Generic NeXus loaders #10

jl-wynen · 2024-03-06T12:50:42Z

Fixes #8

They are heavily based on the LOKI loaders in ESSsans and the test files used in that package.

Failing because I can't figure out how to make scippnexus store positions in the data

SimonHeybrock · 2024-03-06T12:55:17Z

src/ess/reduce/nexus.py

+    file_path: Union[FilePath, NeXusFile, NeXusGroup],
+    *,
+    detector_name: DetectorName,
+    instrument_name: Optional[InstrumentName] = None,


I think the odds that there is more than one instrument is close to zero, much more likely is more than one entry, shouldn't we have EntryName instead?

Sounds reasonable

SimonHeybrock · 2024-03-06T12:56:24Z

src/ess/reduce/nexus.py

+         the sample NeXus group.
+    """
+    with _open_nexus_file(file_path) as f:
+        entry = f['entry']


We cannot assume this naming.

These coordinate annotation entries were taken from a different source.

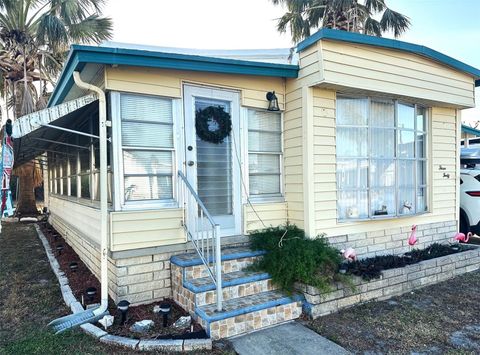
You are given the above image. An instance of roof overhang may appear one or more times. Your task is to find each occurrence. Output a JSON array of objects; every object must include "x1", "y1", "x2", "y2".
[
  {"x1": 462, "y1": 124, "x2": 480, "y2": 137},
  {"x1": 297, "y1": 28, "x2": 480, "y2": 87},
  {"x1": 12, "y1": 95, "x2": 98, "y2": 166},
  {"x1": 48, "y1": 45, "x2": 299, "y2": 106}
]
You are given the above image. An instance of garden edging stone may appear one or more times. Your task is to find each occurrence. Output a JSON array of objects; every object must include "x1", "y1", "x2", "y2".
[
  {"x1": 296, "y1": 245, "x2": 480, "y2": 319},
  {"x1": 35, "y1": 224, "x2": 212, "y2": 351}
]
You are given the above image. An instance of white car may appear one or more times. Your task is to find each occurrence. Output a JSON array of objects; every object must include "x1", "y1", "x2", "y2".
[{"x1": 460, "y1": 147, "x2": 480, "y2": 235}]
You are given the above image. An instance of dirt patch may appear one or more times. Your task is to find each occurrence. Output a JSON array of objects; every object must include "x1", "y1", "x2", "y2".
[{"x1": 306, "y1": 272, "x2": 480, "y2": 354}]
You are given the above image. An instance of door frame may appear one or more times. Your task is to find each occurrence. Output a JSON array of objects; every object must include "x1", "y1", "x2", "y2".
[{"x1": 182, "y1": 83, "x2": 244, "y2": 237}]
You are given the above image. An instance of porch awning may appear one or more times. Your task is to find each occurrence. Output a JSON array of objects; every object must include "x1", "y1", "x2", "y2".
[{"x1": 12, "y1": 95, "x2": 98, "y2": 166}]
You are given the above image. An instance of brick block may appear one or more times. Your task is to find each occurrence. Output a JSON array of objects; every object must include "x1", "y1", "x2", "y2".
[
  {"x1": 128, "y1": 261, "x2": 163, "y2": 275},
  {"x1": 183, "y1": 339, "x2": 212, "y2": 351},
  {"x1": 383, "y1": 284, "x2": 403, "y2": 297},
  {"x1": 153, "y1": 270, "x2": 170, "y2": 280},
  {"x1": 388, "y1": 275, "x2": 407, "y2": 286},
  {"x1": 360, "y1": 289, "x2": 383, "y2": 302},
  {"x1": 117, "y1": 273, "x2": 153, "y2": 286},
  {"x1": 407, "y1": 270, "x2": 425, "y2": 281},
  {"x1": 337, "y1": 295, "x2": 360, "y2": 309},
  {"x1": 312, "y1": 300, "x2": 338, "y2": 318},
  {"x1": 128, "y1": 280, "x2": 164, "y2": 293},
  {"x1": 347, "y1": 233, "x2": 367, "y2": 242},
  {"x1": 116, "y1": 255, "x2": 153, "y2": 266},
  {"x1": 153, "y1": 288, "x2": 171, "y2": 299},
  {"x1": 373, "y1": 235, "x2": 392, "y2": 244}
]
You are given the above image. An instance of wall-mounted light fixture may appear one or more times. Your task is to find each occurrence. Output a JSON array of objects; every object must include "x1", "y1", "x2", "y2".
[{"x1": 267, "y1": 91, "x2": 280, "y2": 111}]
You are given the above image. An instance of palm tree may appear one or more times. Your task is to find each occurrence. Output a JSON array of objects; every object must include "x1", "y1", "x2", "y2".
[
  {"x1": 272, "y1": 0, "x2": 410, "y2": 43},
  {"x1": 0, "y1": 0, "x2": 113, "y2": 215}
]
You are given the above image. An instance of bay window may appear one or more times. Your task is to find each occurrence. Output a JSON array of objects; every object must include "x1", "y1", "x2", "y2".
[
  {"x1": 337, "y1": 96, "x2": 428, "y2": 220},
  {"x1": 120, "y1": 94, "x2": 174, "y2": 203},
  {"x1": 248, "y1": 110, "x2": 282, "y2": 198}
]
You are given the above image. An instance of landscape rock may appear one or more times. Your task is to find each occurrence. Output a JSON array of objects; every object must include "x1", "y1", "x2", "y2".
[
  {"x1": 130, "y1": 319, "x2": 155, "y2": 333},
  {"x1": 173, "y1": 316, "x2": 192, "y2": 329}
]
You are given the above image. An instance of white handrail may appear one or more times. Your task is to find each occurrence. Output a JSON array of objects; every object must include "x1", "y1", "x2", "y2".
[{"x1": 178, "y1": 171, "x2": 223, "y2": 312}]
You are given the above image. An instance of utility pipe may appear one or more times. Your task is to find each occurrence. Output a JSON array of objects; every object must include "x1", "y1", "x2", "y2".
[{"x1": 73, "y1": 71, "x2": 111, "y2": 316}]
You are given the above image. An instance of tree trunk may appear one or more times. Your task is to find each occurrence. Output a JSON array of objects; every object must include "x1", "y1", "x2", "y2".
[{"x1": 17, "y1": 162, "x2": 38, "y2": 216}]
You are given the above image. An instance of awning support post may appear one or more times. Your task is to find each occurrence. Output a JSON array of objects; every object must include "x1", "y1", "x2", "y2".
[{"x1": 73, "y1": 71, "x2": 110, "y2": 316}]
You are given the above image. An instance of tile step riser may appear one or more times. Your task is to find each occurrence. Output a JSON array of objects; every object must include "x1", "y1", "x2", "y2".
[
  {"x1": 198, "y1": 302, "x2": 302, "y2": 340},
  {"x1": 184, "y1": 256, "x2": 258, "y2": 280}
]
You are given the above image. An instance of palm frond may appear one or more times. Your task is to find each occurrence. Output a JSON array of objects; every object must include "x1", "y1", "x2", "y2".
[
  {"x1": 68, "y1": 15, "x2": 113, "y2": 43},
  {"x1": 363, "y1": 17, "x2": 382, "y2": 37},
  {"x1": 380, "y1": 8, "x2": 410, "y2": 38}
]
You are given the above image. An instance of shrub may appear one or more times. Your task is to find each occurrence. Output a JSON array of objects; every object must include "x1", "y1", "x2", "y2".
[
  {"x1": 347, "y1": 243, "x2": 470, "y2": 281},
  {"x1": 250, "y1": 225, "x2": 345, "y2": 293}
]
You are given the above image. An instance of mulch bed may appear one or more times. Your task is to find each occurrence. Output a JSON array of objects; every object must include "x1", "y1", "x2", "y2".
[
  {"x1": 39, "y1": 221, "x2": 206, "y2": 339},
  {"x1": 305, "y1": 271, "x2": 480, "y2": 355}
]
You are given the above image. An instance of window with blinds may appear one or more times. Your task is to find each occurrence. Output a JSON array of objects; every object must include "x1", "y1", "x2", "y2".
[
  {"x1": 248, "y1": 110, "x2": 282, "y2": 197},
  {"x1": 120, "y1": 94, "x2": 174, "y2": 202},
  {"x1": 336, "y1": 96, "x2": 428, "y2": 219}
]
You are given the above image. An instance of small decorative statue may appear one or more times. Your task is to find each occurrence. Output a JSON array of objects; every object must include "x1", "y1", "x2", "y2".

Find unique NXentry, as suggested in the issue description.

SimonHeybrock · 2024-03-06T12:56:29Z

src/ess/reduce/nexus.py

+    instrument_name: Optional[InstrumentName] = None,
+) -> sc.DataGroup:
+    with _open_nexus_file(file_path) as f:
+        entry = f['entry']


SimonHeybrock · 2024-03-06T13:00:01Z

src/ess/reduce/nexus.py

+
+
+def extract_detector_data(
+    detector: RawDetector, detector_name: DetectorName


Suggested change

detector: RawDetector, detector_name: DetectorName

detector: RawDetector

I don't think we should have DetectorName here. Instead return the event data, if found, otherwise the child data array (dense data). Reason: I don't think we should rely on the detector name being related to the name of the event-data subgroup. In the case of monitors there may be no subgroup at all. Also it is simpler to just look for the child data array(s).

How can I identify the data? It's just one of many data arrays in the group.

Or can there only be one data array per detector / monitor?

SimonHeybrock · 2024-03-06T13:00:19Z

src/ess/reduce/nexus.py

+
+
+def extract_monitor_data(
+    monitor: RawMonitor, monitor_name: MonitorName


Suggested change

monitor: RawMonitor, monitor_name: MonitorName

monitor: RawMonitor

dito

SimonHeybrock · 2024-03-06T13:01:00Z

src/ess/reduce/nexus.py

+def _extract_events_or_histogram(dg: sc.DataGroup, name: str) -> sc.DataArray:
+    data_names = {f'{name}_events', 'data'}


I suggest to remove the reliance on naming. Just look for child data arrays, prefer to return the event-data one?

SimonHeybrock · 2024-03-07T05:28:24Z

src/ess/reduce/nexus.py

+        loaded = cast(
+            sc.DataGroup, _unique_child_group(instrument, nx_class, group_name)[()]
+        )
+        loaded = snx.compute_positions(loaded)


We have to support the store_transform arg. The transforms are required in SANS (for the detectors). Probably for now we can just always enable this, we can revisit later if it turns out there are issues with it.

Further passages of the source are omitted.